In the last few years one can observe that the CP of Vietnam is withdrawing from the political “everyday business” and that the government is playing a bigger role. A separation of powers and a rule of law are only just beginning to exist, but certain progress can be seen.

Vietnam comprises a total of 59 provinces and five cities.

The executive is represented by people’s committees in the provinces, districts and village communities. There are also party committees at all administrative levels.

Vietnam is a socialist state

Domestic issues

At the 12th Congress in January 2016, Nguyen Phu Trong was re-elected as General Secretary of the Communist Party. In doing so, he prevailed against the former Prime Minister Nguyen Tan Dung, who was also said to have ambitions for the post of party leader.

In April 2019, rumors surfaced on social media in Vietnam that Nguyen Phu Trong was seriously ill. It was not until about two weeks later that the Vietnamese Ministry of Foreign Affairs confirmed that he was indeed ill, but that he would be back to work soon. On May 3, 2019, Nguyen Phu Trong was supposed to be the chairman of the official funeral delegation at the memorial service for the former President Le Duc Anh in Ho Chi Minh City and thus appear in public for the first time since April 14, but also he did not appear on the occasion. The speculation only came to a temporary end in mid-May 2019 when pictures of a meeting of the party leadership chaired by Nguyen Phu Trong were published in the Vietnamese press. Since May, the party and state leader has hardly appeared in public and has not made a single visit abroad.

In April 2016, Nguyen Xuan Phuc was elected as the new Prime Minister of Vietnam. He is the successor to Nguyen Tan Dung and has held the post of Deputy Prime Minister since 2011. At the beginning of April 2016, the Vietnamese National Assembly elected Tran Dai Quang as the new President and successor to Truong Tan Sang. Tran Dai Quang is from North Vietnam and has been Minister of Public Security since 2011. He is seen as a possible successor to Nguyen Phu Trong, but due to a longer absence in 2017 and subsequently, there was repeated speculation about his health. After a serious illness, Tran Dai Quang died on September 21, 2018 in Hanoi, initially leaving a power vacuum.

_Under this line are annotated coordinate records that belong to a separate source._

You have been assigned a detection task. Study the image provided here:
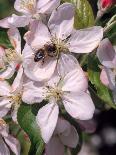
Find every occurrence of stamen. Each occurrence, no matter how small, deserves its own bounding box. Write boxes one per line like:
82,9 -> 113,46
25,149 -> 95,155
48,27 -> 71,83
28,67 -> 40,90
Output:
4,48 -> 22,63
0,118 -> 6,126
20,0 -> 36,11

At the beginning of October 2018, the Central Committee of the Communist Party of Vietnam nominated the party leader Nguyen Phu Trong as a candidate for the office of president. His election by the National Assembly and his swearing-in took place on October 23. With this, Nguyen Phu Trong holds the same posts as Xi Jinping in the People’s Republic of China, but does not yet have his full power.

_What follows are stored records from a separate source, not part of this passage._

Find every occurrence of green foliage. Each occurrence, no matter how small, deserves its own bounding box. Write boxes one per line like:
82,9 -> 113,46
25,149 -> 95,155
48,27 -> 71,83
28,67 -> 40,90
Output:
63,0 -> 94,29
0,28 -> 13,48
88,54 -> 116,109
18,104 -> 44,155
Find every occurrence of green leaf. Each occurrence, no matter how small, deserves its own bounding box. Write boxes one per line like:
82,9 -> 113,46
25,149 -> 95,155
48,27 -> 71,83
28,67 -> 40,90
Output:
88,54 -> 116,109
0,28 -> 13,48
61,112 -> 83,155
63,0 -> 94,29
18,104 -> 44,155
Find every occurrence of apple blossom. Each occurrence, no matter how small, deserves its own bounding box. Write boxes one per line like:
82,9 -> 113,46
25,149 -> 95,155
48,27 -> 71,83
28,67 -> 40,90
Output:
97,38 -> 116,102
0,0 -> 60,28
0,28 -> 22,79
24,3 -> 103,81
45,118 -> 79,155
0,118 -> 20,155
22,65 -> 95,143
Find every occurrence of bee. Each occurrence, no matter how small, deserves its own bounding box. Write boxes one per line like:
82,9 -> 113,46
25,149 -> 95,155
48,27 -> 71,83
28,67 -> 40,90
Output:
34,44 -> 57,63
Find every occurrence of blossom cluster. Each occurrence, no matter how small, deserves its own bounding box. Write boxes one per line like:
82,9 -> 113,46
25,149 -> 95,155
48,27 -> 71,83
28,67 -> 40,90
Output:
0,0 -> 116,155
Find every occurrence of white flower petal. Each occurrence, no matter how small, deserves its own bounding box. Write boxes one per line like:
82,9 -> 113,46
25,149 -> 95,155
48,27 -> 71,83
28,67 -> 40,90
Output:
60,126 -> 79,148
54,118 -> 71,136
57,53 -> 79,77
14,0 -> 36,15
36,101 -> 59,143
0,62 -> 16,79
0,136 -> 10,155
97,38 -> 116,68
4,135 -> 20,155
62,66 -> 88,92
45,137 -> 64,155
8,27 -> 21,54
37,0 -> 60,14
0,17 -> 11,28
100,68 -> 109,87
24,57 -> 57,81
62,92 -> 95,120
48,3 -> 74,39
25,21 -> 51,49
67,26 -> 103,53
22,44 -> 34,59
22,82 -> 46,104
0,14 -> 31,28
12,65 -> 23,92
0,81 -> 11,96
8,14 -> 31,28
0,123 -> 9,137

Another possible candidate to succeed Nguyen Phu Trong, the party leader of Ho Chi Minh City Dinh La Thang, initially lost his seat in the Politburo in May 2017. He was then also replaced by Nguyen Thien Nhan as chairman of the Ho Chi Minh City Party Committee. Dinh La Thang was accused of grossly wrong decisions that he allegedly made during his time as director of the state-owned company PetroVietnam. In early 2018, he was sentenced to a long prison term. His fall is certainly also a sign of a power struggle behind the scenes.